Tras confirmarse el fallecimiento, Red Chamber Argentina difundió un comunicado oficial en el que expresó su profundo pesar y detalló el procedimiento realizado desde el momento del accidente.
La empresa informó que la tripulación activó de inmediato las maniobras de rescate y dio aviso tanto a Prefectura Naval como a las embarcaciones que se encontraban operando en el sector.
Asimismo, destacó la respuesta solidaria de toda la flota pesquera que acudió rápidamente a colaborar en la búsqueda, calificando el operativo como una demostración de profesionalismo, compromiso y solidaridad entre los trabajadores del mar.
La compañía confirmó además que el cuerpo fue encontrado por el buque Magdalena, permaneciendo desde ese momento bajo custodia de las autoridades competentes.
En el mismo comunicado, Red Chamber expresó sus condolencias a la familia, amigos y compañeros de Eduardo Morales e informó que ya se encuentra brindando asistencia y acompañamiento a sus seres queridos.
Finalmente, ratificó su compromiso de colaborar plenamente con las autoridades durante toda la investigación administrativa y judicial.
La noticia generó una profunda conmoción entre los tripulantes de la flota langostinera. Morales, conocido entre sus compañeros con el apodo de «Soldado», era un trabajador muy querido dentro del ambiente marítimo.
Las redes sociales comenzaron rápidamente a llenarse de mensajes de despedida, mientras familiares, amigos y colegas seguían con angustia el operativo hasta que se confirmó el trágico desenlace.
También el colectivo «Ningún Hundimiento Más», integrado por familiares de víctimas de accidentes laborales y naufragios, expresó públicamente sus condolencias y volvió a recordar que detrás de cada trabajador que pierde la vida existe una familia y una historia que no pueden quedar reducidas a una estadística.

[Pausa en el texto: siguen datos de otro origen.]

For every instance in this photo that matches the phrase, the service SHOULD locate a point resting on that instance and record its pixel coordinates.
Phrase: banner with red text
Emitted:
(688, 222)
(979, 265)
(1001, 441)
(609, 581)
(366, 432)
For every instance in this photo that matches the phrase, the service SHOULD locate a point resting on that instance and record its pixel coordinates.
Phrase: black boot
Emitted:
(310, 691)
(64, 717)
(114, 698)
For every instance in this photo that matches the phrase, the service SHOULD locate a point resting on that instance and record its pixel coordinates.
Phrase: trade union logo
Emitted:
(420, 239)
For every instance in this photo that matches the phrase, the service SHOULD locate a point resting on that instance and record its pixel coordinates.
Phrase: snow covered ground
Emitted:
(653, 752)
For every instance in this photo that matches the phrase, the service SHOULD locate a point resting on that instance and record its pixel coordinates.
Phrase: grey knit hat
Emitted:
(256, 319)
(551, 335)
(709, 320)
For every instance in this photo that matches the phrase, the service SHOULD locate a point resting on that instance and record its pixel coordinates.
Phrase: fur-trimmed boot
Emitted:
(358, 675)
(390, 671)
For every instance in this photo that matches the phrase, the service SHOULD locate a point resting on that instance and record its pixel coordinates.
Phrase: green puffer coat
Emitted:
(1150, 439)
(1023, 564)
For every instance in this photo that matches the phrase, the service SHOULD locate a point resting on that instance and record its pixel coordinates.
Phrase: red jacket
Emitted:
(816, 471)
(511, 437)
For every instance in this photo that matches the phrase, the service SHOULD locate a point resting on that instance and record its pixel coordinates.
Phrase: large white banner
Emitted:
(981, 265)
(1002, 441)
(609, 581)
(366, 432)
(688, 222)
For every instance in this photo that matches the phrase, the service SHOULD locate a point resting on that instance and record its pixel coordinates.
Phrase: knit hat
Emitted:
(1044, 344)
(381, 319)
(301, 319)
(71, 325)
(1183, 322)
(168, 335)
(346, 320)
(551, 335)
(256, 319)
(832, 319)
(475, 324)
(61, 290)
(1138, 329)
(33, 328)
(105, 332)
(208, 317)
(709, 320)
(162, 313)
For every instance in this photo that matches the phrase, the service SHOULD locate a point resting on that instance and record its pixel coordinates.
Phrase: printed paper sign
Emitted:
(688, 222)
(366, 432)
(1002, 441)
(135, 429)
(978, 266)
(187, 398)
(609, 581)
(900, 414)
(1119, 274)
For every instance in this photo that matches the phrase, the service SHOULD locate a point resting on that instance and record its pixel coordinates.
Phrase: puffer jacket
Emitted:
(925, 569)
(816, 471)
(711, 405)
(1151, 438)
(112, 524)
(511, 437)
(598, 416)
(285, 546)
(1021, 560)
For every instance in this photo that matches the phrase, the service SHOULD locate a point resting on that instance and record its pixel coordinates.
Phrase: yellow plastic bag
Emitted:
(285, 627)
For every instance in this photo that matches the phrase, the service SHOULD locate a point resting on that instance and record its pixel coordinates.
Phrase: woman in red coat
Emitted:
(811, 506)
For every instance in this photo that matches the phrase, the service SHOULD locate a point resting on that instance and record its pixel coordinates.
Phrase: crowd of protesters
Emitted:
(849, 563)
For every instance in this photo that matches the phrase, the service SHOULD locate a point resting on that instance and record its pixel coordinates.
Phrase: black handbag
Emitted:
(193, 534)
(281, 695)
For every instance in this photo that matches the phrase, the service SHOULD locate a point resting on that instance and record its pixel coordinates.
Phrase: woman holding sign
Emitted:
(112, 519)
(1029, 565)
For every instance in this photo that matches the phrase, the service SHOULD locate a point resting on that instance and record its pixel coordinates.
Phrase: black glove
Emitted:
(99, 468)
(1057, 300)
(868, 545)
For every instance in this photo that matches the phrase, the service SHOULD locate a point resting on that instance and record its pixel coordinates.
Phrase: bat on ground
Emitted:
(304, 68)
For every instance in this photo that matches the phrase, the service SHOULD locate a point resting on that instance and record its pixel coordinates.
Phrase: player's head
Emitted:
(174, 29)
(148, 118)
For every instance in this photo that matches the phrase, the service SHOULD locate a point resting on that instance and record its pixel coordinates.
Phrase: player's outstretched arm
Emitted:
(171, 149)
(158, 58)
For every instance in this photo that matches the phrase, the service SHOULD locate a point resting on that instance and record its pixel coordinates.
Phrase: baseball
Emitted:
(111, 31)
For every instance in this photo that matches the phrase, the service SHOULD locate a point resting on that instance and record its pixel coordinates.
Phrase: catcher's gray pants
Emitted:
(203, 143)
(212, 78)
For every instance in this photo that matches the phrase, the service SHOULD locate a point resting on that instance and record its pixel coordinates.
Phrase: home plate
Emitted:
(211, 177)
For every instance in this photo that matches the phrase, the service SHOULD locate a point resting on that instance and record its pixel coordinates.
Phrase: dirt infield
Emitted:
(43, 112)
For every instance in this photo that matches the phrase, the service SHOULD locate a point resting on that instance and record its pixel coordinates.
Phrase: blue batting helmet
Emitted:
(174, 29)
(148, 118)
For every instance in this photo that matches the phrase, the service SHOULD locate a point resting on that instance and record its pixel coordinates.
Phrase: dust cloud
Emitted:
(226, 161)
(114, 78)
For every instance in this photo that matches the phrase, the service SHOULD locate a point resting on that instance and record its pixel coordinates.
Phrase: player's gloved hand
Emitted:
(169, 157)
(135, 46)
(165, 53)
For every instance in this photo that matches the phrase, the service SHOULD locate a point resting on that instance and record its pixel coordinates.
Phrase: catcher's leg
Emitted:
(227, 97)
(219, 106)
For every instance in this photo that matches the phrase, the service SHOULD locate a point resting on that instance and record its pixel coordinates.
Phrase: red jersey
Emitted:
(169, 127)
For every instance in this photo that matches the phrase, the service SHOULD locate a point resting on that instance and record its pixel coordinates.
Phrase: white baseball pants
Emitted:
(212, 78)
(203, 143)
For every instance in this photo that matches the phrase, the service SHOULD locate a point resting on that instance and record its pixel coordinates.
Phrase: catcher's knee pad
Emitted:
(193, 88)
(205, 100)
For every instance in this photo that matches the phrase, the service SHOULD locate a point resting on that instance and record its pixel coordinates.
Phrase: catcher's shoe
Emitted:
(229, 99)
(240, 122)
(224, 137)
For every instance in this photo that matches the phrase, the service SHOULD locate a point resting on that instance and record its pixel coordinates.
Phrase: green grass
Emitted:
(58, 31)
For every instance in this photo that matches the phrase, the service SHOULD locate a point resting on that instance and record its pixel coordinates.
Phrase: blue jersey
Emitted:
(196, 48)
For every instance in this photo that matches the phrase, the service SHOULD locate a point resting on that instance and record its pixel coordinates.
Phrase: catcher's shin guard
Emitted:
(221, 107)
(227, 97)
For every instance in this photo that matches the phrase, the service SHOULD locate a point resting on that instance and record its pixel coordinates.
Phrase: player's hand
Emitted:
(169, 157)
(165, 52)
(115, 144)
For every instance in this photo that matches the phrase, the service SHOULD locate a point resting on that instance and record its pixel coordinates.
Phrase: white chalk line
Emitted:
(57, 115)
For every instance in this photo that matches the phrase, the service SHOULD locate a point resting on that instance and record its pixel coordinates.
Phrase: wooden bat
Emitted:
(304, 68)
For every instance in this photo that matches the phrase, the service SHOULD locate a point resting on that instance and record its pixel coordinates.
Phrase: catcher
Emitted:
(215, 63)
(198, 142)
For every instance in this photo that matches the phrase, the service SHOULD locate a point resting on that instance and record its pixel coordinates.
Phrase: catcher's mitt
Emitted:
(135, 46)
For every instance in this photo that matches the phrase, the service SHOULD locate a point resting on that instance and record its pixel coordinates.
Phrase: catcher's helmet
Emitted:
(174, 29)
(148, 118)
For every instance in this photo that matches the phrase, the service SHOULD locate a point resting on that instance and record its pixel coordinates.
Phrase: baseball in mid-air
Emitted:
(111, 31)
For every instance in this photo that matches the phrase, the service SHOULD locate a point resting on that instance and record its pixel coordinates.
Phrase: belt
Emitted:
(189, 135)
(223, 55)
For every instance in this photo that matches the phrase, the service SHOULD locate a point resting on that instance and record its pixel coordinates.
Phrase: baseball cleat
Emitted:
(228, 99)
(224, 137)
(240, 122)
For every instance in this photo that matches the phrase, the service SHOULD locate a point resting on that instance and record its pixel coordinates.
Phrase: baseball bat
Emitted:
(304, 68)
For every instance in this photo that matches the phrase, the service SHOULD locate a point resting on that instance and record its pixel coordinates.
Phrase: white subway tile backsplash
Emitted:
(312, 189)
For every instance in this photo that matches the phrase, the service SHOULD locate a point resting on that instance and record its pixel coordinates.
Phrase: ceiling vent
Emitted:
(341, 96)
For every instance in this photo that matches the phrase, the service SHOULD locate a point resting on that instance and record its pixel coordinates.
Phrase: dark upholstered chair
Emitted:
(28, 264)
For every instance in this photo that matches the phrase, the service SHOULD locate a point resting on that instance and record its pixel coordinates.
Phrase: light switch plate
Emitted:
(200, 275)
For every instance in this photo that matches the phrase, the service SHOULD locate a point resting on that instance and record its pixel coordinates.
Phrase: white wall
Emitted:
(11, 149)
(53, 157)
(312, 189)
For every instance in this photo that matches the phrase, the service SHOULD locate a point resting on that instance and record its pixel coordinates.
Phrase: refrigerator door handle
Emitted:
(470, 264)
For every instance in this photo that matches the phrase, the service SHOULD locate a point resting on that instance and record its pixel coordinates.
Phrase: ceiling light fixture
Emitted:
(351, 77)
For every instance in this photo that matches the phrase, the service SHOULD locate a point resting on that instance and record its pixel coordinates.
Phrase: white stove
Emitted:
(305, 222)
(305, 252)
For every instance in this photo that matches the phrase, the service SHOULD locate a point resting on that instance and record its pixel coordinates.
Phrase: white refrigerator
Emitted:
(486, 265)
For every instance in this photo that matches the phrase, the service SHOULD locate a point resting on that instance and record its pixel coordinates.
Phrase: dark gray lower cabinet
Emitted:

La organización renovó además su reclamo para que cada accidente sea investigado a fondo y permita fortalecer las condiciones de seguridad en la actividad pesquera.
La muerte de Eduardo Morales vuelve a poner en primer plano los riesgos permanentes que enfrenta el personal embarcado, incluso durante jornadas en las que las condiciones meteorológicas resultan favorables.
El hecho ocurrió en plena temporada de langostino, cuando la intensidad operativa de la flota alcanza uno de sus momentos más altos del año y cientos de trabajadores desarrollan sus tareas en condiciones exigentes.
Mientras la Justicia intenta reconstruir los hechos y establecer qué ocurrió a bordo del Cabo Vírgenes, el sector marítimo vuelve a enfrentarse con una realidad tan dolorosa como recurrente: cada accidente en el mar deja una marca imborrable en toda la comunidad pesquera.
La investigación deberá determinar las causas de la caída y establecer si existieron fallas, omisiones o circunstancias que puedan contribuir a mejorar los protocolos de prevención. Porque detrás de cada marea hay trabajadores que arriesgan su vida para sostener una de las principales actividades productivas del país, y cada pérdida humana representa un llamado urgente a reforzar la cultura de la seguridad a bordo de la flota pesquera argentina.